On dit que Rimbaud n’est jamais allé en Algérie vendre des canons, mais qu’il s’est dévoué à l’art-thérapie. On dit également que René Angélil a appris les rudiments ésotériques de l’art-thérapie au Collège Grasset avec les Clercs de Saint-Viateur à Outremont et l’a mise en pratique avec le groupe Les Baronnets. Après la dissolution de ce groupe, Angélil devint l’un des gourous-impresarios les plus en vogue. Au Québec, l’Académie d’art thérapie la plus importante est probablement la Star, mais une branche mystérieuse, la tendance siouidurannienne, fait également pas mal parler d’elle chez les jeunes filles qui fréquentent les lieux d’art actuel pour marginaux en voie de guérison. 

Selon le groupe Folie-slash-Culture, experts en art-thérapie seconde version, le thérapeute vise à établir une communication par juxtaposition d’artistes réputés et de fous sans réputation, par la combinaison de textes, d’images, de chants, d’effets multimédia et du grand public, où personne dans le processus n’est stigmatisé. Le public est appelé à accepter l’artiste qui doit apprendre les gestes du rituel qui consiste dans le fait que ce même artiste  fusionne émotivement avec foule.

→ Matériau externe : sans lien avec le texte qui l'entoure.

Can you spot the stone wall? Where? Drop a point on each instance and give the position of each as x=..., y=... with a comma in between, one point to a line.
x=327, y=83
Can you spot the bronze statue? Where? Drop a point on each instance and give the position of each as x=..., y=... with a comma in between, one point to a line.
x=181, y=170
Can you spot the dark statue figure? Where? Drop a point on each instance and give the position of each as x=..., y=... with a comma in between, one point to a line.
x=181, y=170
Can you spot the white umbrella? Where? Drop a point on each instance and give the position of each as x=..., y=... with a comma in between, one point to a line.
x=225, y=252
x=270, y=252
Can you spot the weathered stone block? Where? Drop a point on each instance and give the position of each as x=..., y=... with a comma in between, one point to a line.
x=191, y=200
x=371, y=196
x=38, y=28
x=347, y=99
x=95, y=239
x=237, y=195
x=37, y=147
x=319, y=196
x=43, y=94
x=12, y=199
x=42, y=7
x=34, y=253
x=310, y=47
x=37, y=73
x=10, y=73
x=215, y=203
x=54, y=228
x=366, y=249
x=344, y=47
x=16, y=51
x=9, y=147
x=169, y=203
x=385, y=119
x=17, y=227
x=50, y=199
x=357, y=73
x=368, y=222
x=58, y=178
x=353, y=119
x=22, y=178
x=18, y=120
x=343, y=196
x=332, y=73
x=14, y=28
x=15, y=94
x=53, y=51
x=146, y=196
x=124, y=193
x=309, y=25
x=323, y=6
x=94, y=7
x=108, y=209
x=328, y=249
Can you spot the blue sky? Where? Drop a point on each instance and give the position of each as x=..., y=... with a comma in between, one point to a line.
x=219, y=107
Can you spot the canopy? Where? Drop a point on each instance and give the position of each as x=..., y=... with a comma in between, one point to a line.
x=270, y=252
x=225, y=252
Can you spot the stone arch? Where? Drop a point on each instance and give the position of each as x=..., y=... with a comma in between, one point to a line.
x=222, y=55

Le traitement commun appliqué aux individus permet de construire une expression personnelle propre et « différente » qui pourra servir ultérieurement aux uns (comme aux autres) pour se trouver une place bien à eux dans le show-business. Il s’agit de s’habituer aux postures, aux attitudes, aux gestes du consensus du monde du spectacle artistique. Avec leur toute dernière publication, le DSM-V+, l’intention de Folie-slash-Culture est d’offrir une vitrine aux « participants [qui] vont chacun à leur manière interroger les pratiques actuelles dans l’art et dans la folie, proposer des maladies oubliées, réfléchir sur les enjeux évidents et les dessous moins évidents de l’emprise de la médecine et des pharmaceutiques sur nos vies et nos porte-monnaie ». Folie-slash-Culture va même jusqu’à venir en aide aux victimes des sans-abri artistiques en proposant aux artistes prétentieux et malades des projets thérapeutiques.

Peuplés d’ayants eu des difficultés de comportement et d’ayants eu des problèmes dans leur développement cognitif, le monde de la culture est celui des tarés parvenus. Des noms connus par tous, des visages hyper-médiatisés, des sourires convaincants et de l’exposure à en faire rêver : il faudra désormais y voir là, la clientèle de l’art-thérapeutique. Wilfred, Pamela, Mitsou, Marjo, Mariemay, Corneille et tous ces artistes qui ne se nomment que par un prénom, Cregory Charles, Marianne Moffate, Vincent Vallière, Tricot Tachine et tous ces artistes à deux noms commençants par la même lettre, et les autres dont on connaît tous le nom, mais pas la musique, sont tous de pauvres types provenant de la  « success story » de l’art-thérapie version ésotérique… mais on ne peut s’attendre des artistes qu’ils avouent publiquement suivre ou avoir suivi une si importante thérapie, cela briserait le charme de leur talent et pourrait enfreindre la nature implicite du travail de guérison. On ne peut à la fois être travaillé inconsciemment par les chemins de transformation de soi dans le monde de la communication de masse et être totalement conscient de toute l’ampleur qu’opère sur soi cette obscure influence. Le secret était pourtant accessible à tous, le paysage médiatique est composé d’un nombre épatant d’exclus sociaux qui sont passés du statut d’énergumènes incapables à celui d’artistes réputés prompts à communiquer au public toujours plus grand les méandres de leur surmoi émotif.  Vous y songerez lorsque vous verrez à la télévision ou sur une scène un artiste se déhancher et s’émouvoir d’une manière sketchée, apprise et étrange…oui d’une si obscure manière qu’il vous faudra admettre la présence tentaculaire de la pieuvre ésotérique de l’art-thérapie.